P21 dosing table entries in clinical summaries omit oral routes.
Verdict Note
The same source that describes P21 as orally viable provides a dosing table that omits oral routes. The discrepancy may reflect a gap between preclinical pharmacokinetic data (supporting oral viability) and clinical dosing practice (subcutaneous and intranasal as characterised routes). This protocol defaults to subcutaneous as the conservative characterised route, treating oral viability as preclinical-supported but not clinically-established.
Omega-3 fatty acids are among the best supplements for managing ADHD, improving attention and reducing hyperactivity.
Smaller clinical trials and clinical summary literature showing attention and hyperactivity improvements.
A large systematic review found no clinically significant effect on ADHD core symptoms when rated by parents or teachers.
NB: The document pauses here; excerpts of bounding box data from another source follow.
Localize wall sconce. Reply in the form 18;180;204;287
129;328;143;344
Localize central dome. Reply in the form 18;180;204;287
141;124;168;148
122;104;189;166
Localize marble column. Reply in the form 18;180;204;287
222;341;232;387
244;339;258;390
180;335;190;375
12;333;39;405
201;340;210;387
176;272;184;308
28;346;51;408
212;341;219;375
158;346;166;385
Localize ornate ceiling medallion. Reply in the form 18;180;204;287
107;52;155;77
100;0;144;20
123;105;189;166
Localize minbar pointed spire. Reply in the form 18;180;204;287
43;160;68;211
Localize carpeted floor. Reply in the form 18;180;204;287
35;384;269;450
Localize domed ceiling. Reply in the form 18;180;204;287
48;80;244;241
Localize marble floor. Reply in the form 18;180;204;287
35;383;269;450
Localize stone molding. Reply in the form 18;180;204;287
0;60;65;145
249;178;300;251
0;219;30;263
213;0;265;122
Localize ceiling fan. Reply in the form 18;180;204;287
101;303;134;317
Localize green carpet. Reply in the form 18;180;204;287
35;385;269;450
Systematic review aggregating multiple trials with standardised outcome measures.
Verdict Note
Both statements reflect real data. Smaller studies and some clinical summaries show attention and hyperactivity benefits; larger systematic reviews with standardised outcome measures show no clinically significant core-symptom effect. The likely synthesis is subgroup-specific benefit (low-baseline omega-3 status, specific behavioural profiles) against a weak overall population-level effect. Omega-3 belongs in an ADHD nutritional foundation; it should not be sold as a primary treatment.